I use a wheelchair AMA I have ME/Chronic Fatigue Syndrome AMA

[SimplySteve]

Two things you can grill me on :)

[WhatNow40]

Do you worry about imposter syndrome? When someone sees you moving without a wheelchair one day but then using the wheelchair the next day. Do you worry they think you're faking it? And how do you deal with anyone who calls you out on it?

[JoggerBottom]

Hi,

I always feel awful when using a disabled toilet to change my baby (always where they decide to put the baby changer) and usually rush as I don't want to take the place of a disabled person who may need to use the facility right there and then.

Do baby change facilities being placed in the disabled toilets ever inconvenience you?

[SimplySteve]

Imposter syndrome? I have to use the wheelchair for any distance over 20 feet or so. The biggest issue I have is the older generation calling me out for using a disabled parking bay (I have a blue badge). I hate people abusing these disabled bays though, they don't realise it can be the difference between going in the shop/service or having to just go home.

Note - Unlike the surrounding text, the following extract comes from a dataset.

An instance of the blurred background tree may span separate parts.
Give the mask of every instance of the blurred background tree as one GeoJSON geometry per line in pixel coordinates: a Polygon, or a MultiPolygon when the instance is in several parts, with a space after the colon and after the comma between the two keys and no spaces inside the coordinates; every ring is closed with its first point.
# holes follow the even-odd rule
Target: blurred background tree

Have had all ages call me out on being in a chair because "you're young". Not joking either. I'm early 40s.

[newestbridearound]

How old were you when you developed the illness? Can you work? Has it gotten any better/worse with time? Do you have DC?

[SimplySteve]

Baby change facilities being placed in a disabled toilet have inconvenienced me, (tmi) I have urinary incontinence and bowel urgency with sometimes bloody, mucus diarrhoea. If I cannot access the facility then I'm sure you can work out what can happen!

Although I don't bear any grudge or ill feeling to the baby's parents, the changing facilities have to be placed somewhere and I don't see them being split off into their own facility anytime soon.

[SimplySteve]

I was 30. It developed into its present state (persistent muscle/joint pain, constant fatigue, inability to sleep, travelling to the docs will cause me to sleep for a day and a half). I'm bed bound, completely unable to work, and feel absolutely useless. I have a DS and a DD, DS older and was spared watching me become afflicted. DD saw the condition hit and develop during high school, I'd do anything to have changed that, it's one of my major life regrets. Going back to feeling useless, this in part is responsible for my self harming behaviour (that I've detailed in especially the "Stately Homes" threads).

[DaffodilPower]

How did you get your diagnosis?

I was told at 14 I had CFS (mum was also with me), but it has been denied since and my current GP refuses to acknowledge it (I'm 34 now..!!)

[newestbridearound]

OP. Also bedbound, also with ME! It’s shit. And something so far removed from most people’s experiences it’s hard to for them to fathom, especially at the bottom of the scale if you need to be fed/catheterised/rolled over.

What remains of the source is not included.